The Good Bad Egg is an American comedy short released by Columbia Pictures on March 20, 1947, starring Joe DeRita, who later joined The Three Stooges and became "Curly Joe" DeRita, and featuring Dorothy Granger, and Norman Ollestead. This was the second of four shorts in the Joe DeRita series produced by Columbia from 1946-1948; all entries were remakes of other Columbia shorts.

==Plot==
Joe Priggle (Joe DeRita) is an inventor staying at a rest home where he tells the story to its proprietor (Vernon Dent) his strong dislike, eggs. It all starts when he fouls up one of his inventions to a client (Emil Sitka) when he finds an egg with an address written on it, the address belongs to a single woman Florabell (Dorothy Granger). He ends up marrying her, but soon finds out that she has an obnoxious brat of a son Rudolph (Norman Ollestead). He causes nothing but trouble for Joe by shooting him in the rear end with a slingshot, a BB gun and gets blown to bits by a miniature cannon. Meanwhile, Joe is busy working on his latest invention, a state-of-the-art dishwasher. The first time he uses it, it destroys all of Florabell's fine chinaware. Then afterwards Joe reinvented his dishwasher into a washing-machine instead, unfortunately, Rudolph sabotaged his invention. Leading Joe taking his revenge on little brat.

==Cast==
- Joe DeRita as Joe Priggle the Inventor
- Dorothy Granger as Florabelle Priggle
- Norman Ollestad as Rudolph Priggle
- Symona Boniface as Member of Board of Directors
- Bobby Burns as Minister
- Lew Davis as Member of board of directors
- Vernon Dent as Priggle's Neighbor
- Frank Mills as Wedding Guest
- Frank O'Connor as Member of Board of Directors
- Charles Phillips as Member of board of directors
- Al Thompson as Florabelle father
- Victor Travers as Mr. Collins
- Emil Sitka as Joe's friend
- James C. Morton as Man hit with a horseshoe

==Production notes==
The Good Bad Egg is a remake of the Andy Clyde short film Knee Action (1937).
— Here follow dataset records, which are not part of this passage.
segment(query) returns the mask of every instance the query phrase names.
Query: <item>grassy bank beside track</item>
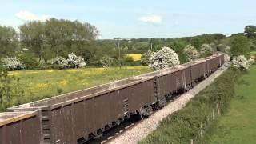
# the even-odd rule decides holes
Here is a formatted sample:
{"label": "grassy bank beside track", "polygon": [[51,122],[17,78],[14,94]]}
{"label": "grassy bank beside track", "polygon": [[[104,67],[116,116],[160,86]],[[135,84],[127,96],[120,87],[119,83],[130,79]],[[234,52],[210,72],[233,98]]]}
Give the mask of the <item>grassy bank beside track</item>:
{"label": "grassy bank beside track", "polygon": [[256,66],[239,78],[235,98],[206,138],[206,143],[255,143]]}
{"label": "grassy bank beside track", "polygon": [[225,114],[231,98],[234,95],[234,85],[239,70],[229,68],[205,90],[197,94],[181,110],[169,115],[161,122],[158,129],[139,143],[190,143],[198,138],[201,124],[204,131],[210,129],[211,112],[218,104],[220,114]]}
{"label": "grassy bank beside track", "polygon": [[147,66],[87,67],[83,69],[10,71],[8,76],[14,76],[19,79],[19,83],[25,90],[25,96],[16,98],[15,101],[18,98],[19,103],[25,103],[150,71],[151,70]]}

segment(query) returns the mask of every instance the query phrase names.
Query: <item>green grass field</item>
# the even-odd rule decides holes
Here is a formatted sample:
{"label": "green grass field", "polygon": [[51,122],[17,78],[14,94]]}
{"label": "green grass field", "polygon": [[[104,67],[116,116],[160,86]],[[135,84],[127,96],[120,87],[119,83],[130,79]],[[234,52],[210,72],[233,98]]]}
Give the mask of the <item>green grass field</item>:
{"label": "green grass field", "polygon": [[25,90],[22,103],[151,71],[147,66],[12,71]]}
{"label": "green grass field", "polygon": [[255,143],[256,66],[236,86],[235,98],[220,118],[207,143]]}

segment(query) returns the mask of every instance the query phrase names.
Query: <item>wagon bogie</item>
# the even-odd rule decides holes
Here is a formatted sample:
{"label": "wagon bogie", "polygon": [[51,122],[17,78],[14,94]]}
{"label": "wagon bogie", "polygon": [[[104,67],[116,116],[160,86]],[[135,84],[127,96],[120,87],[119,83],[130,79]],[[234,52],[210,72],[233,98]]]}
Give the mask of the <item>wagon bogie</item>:
{"label": "wagon bogie", "polygon": [[[36,110],[37,114],[18,121],[15,129],[10,130],[15,134],[14,137],[18,138],[18,142],[27,138],[29,142],[25,143],[31,143],[31,138],[35,138],[36,142],[33,143],[82,143],[101,137],[104,131],[131,115],[150,115],[154,110],[166,106],[170,97],[192,88],[223,63],[223,54],[214,55],[176,68],[14,106],[9,110]],[[25,123],[29,119],[34,120],[34,127],[31,127],[34,124]],[[26,130],[22,136],[18,134],[17,130],[20,129],[17,127]],[[6,135],[10,134],[5,132],[6,130],[6,126],[0,125],[0,142],[10,143],[6,142],[8,139]],[[25,134],[34,136],[26,138]]]}

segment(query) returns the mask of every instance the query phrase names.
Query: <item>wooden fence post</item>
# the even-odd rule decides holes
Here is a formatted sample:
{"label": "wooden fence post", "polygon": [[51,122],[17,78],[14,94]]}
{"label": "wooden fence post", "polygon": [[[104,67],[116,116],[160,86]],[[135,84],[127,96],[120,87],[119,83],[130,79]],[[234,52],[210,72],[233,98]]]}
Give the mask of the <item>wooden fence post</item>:
{"label": "wooden fence post", "polygon": [[221,114],[221,112],[219,110],[219,107],[218,107],[218,103],[217,103],[217,113],[218,113],[218,115],[219,115]]}
{"label": "wooden fence post", "polygon": [[200,133],[200,134],[201,134],[201,138],[202,138],[203,135],[202,135],[202,122],[201,122],[201,133]]}

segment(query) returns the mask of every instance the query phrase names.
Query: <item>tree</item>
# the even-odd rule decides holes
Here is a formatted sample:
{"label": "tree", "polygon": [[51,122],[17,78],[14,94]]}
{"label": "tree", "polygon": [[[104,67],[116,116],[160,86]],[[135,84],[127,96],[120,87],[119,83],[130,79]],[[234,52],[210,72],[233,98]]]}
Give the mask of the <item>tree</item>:
{"label": "tree", "polygon": [[190,61],[193,61],[199,57],[198,50],[194,46],[189,44],[183,50],[185,54],[189,58]]}
{"label": "tree", "polygon": [[238,55],[249,56],[250,43],[248,39],[242,35],[235,35],[233,37],[230,44],[231,57]]}
{"label": "tree", "polygon": [[162,50],[152,53],[149,66],[154,70],[179,65],[178,54],[171,48],[164,46]]}
{"label": "tree", "polygon": [[256,26],[246,26],[245,27],[245,35],[250,38],[256,37]]}
{"label": "tree", "polygon": [[197,50],[199,50],[203,42],[202,42],[202,39],[198,37],[194,37],[190,39],[190,43],[191,43],[191,45],[194,46]]}
{"label": "tree", "polygon": [[253,59],[248,59],[244,55],[239,55],[232,60],[232,64],[238,68],[247,70],[252,61]]}
{"label": "tree", "polygon": [[0,54],[6,56],[18,50],[18,34],[12,27],[0,26]]}
{"label": "tree", "polygon": [[21,104],[24,100],[24,90],[19,79],[8,76],[8,71],[0,62],[0,111]]}
{"label": "tree", "polygon": [[40,62],[43,58],[46,39],[45,23],[33,21],[19,26],[20,39],[26,49],[33,51],[39,58]]}
{"label": "tree", "polygon": [[212,55],[213,53],[213,48],[209,44],[204,43],[202,45],[200,51],[201,56],[207,57]]}
{"label": "tree", "polygon": [[[56,18],[46,22],[46,38],[55,56],[71,52],[83,55],[86,45],[93,42],[98,35],[96,27],[90,23]],[[77,51],[70,51],[71,46]]]}
{"label": "tree", "polygon": [[150,58],[151,56],[152,51],[148,50],[147,52],[142,54],[142,65],[148,65]]}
DeRita did not think highly of his output at Columbia Pictures, once commenting, "My comedy in those scripts was limited to getting hit on the head with something, then going over to my screen wife to say, 'Honey, don't leave me!' For this kind of comedy material, you could have gotten a busboy to do it and it would have been just as funny."